La luna se levantaba por encima del mar oscuro y triste, a sus espaldas, y lo transfiguraba. Su luz aún no había llegado al puerto y el extremo más alejado de éste se veía oscuro y sugestivo, con sus caletas en sombras, su rica tenebrosidad y sus luces como joyas.

—¡Cómo brillan esta noche las luces de las casas a través de la oscuridad! —dijo Ana—. Esa hilera de luces, a lo largo del puerto, parece un collar. ¡Y el fulgor en Glen! Ay, mira, Gilbert, allí está la nuestra. Me alegro tanto de que hayamos dejado encendida la luz. Odio volver a una casa oscura. ¡La luz de nuestra casa, Gilbert! ¿No es bonito verla?
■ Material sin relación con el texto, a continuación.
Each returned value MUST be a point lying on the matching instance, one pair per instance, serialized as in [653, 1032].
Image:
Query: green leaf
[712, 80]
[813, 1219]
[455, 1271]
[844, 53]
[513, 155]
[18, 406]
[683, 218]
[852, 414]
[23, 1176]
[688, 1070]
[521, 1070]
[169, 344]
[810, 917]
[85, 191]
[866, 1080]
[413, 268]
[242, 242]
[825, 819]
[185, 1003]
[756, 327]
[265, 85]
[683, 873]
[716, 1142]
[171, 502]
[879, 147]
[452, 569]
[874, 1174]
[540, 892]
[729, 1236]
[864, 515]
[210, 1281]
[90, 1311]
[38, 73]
—Apenas uno de los muchos millones de hogares de la Tierra, querida, pero nuestra, nuestra, nuestro faro guía en «un mundo malvado». Cuando un hombre tiene un hogar y una querida y pequeña esposa pelirroja en ese hogar, ¿qué más puede pedirle a la vida?

—Bien, podría pedir una cosa más —susurró Ana, feliz—. Ah, Gilbert, me parece como si no pudiera esperar a que llegue la primavera.